Yale lost to Penn in the Ivy championship, but still received the number-four seed in the NCAA field, seeking to continue their streak of success after winning the national title in 2018 and making the final game the following year. After a close win versus Saint Joseph’s in the opening round, it was, unsurprisingly, an Ivy League opponent—Princeton—that took Yale out in the quarterfinals.

As one of the eight teams remaining, the men outperformed expectations, given their young roster—the youngest in the country, with 14 underclassmen. “We’d be on the field with four or five first-years,” says Brandau. “Those guys now have NCAA playoff experience.” But youth is common across the Ivy League. With that pent-up performance released, the conference will continue to be strong.

The women also had their best season in 15 years, with a 9–2 start to the season that earned them national attention and their first appearance in the Ivy League tournament since it began in 2010. With a 6–1 Ivy League record, the Bulldogs beat Cornell in the semifinals before falling to Princeton in the championship game.

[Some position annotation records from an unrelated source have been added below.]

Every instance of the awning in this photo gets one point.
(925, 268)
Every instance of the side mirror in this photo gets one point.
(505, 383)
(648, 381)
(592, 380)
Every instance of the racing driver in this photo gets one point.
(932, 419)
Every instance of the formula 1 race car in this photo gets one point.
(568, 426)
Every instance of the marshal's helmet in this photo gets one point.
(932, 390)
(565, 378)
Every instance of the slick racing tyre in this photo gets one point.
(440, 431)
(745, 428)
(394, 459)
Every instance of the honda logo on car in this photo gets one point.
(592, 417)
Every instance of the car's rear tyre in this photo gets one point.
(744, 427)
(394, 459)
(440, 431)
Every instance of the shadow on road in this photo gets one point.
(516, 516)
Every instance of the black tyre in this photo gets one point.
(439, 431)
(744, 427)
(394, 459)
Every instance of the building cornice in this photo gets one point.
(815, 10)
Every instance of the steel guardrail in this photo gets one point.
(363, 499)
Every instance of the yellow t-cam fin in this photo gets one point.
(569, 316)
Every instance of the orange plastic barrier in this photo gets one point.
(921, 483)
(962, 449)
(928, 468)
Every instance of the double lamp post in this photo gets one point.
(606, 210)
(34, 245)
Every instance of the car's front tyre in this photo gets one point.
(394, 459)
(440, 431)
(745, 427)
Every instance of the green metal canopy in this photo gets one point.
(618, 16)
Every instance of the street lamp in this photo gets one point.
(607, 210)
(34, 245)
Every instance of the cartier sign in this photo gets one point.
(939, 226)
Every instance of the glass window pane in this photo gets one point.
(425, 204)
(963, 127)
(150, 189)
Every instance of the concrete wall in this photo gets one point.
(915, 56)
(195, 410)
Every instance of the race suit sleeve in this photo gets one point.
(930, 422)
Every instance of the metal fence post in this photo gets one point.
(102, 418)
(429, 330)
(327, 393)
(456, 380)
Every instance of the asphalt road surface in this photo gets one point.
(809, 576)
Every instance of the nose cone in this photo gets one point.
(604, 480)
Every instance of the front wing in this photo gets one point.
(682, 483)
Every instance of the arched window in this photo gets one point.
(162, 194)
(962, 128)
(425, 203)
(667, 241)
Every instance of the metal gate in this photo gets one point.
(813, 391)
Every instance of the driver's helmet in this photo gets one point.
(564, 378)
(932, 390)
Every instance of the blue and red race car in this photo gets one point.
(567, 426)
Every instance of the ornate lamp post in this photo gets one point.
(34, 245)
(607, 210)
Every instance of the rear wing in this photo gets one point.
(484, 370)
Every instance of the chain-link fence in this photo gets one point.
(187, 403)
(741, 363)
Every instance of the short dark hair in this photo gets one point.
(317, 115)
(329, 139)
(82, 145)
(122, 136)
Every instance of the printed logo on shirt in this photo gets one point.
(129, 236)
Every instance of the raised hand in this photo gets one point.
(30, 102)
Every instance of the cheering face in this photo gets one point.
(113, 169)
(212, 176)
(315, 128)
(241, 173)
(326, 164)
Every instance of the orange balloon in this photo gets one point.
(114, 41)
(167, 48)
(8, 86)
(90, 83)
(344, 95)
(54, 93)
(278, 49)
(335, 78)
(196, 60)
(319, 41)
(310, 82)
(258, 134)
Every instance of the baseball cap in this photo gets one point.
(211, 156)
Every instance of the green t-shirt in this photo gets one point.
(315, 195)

Yale had hoped to make the NCAA Tournament for the first time since 2007, but found themselves just outside of the bracket despite their competitive résumé.


Steve Musco

Steve Musco

Women’s golf captain Ami Gianchandani ’23 made it to the US Open in June. View full image

Golf
The eighth time was the charm for golfer Ami Gianchandani ’23. In her latest attempt to qualify for the US Open, the New Jersey native was one of thousands of women who entered 26 different events that offer spots to the biggest tournament in women’s golf.

Gianchandani’s qualifier, hosted in May in Worcester, Massachusetts, offered a single berth to the 156-player field, with the spot going to the lowest scorer after 36 holes played in just one day. After round one, the statistics and data science major trailed teammate Kaitlyn Lee ’23 by two strokes. But in the deciding round, Gianchandani birdied her final two holes to post a 1-under-par score of 69 and overtake Lee for the win and the tournament spot. Lee was named an alternate.

“Finally qualifying was an incredible feeling,” says Gianchandani, who captains the Yale women’s team. “Playing in this tournament has been a dream of mine since I was nine years old.”

Gianchandani became the first Bulldog to play in the women’s US Open since Sun Gyoung Park ’14 in 2010. At the tournament, held in June at Pine Needles Lodge and Golf Club in South Carolina, she barely missed the weekend cut after a strong showing that ranked her among the top amateurs.

Her achievement was no fluke; she has been a standout in the Ivy League despite two years of COVID interruption. In 2019, she earned simultaneous honors as Ivy Rookie and Player of the Year, and she defended her Player of the Year award this season.

The men’s team also had a notable year, winning the Ivy League title behind first-year Ben Carpenter ’25, who topped the individual leaderboard at the Ivy tournament—the third straight time a Yale golfer has done so. Winning qualified the team for NCAA Regionals, held this year at the Yale Golf Course; the Yale men finished 13th.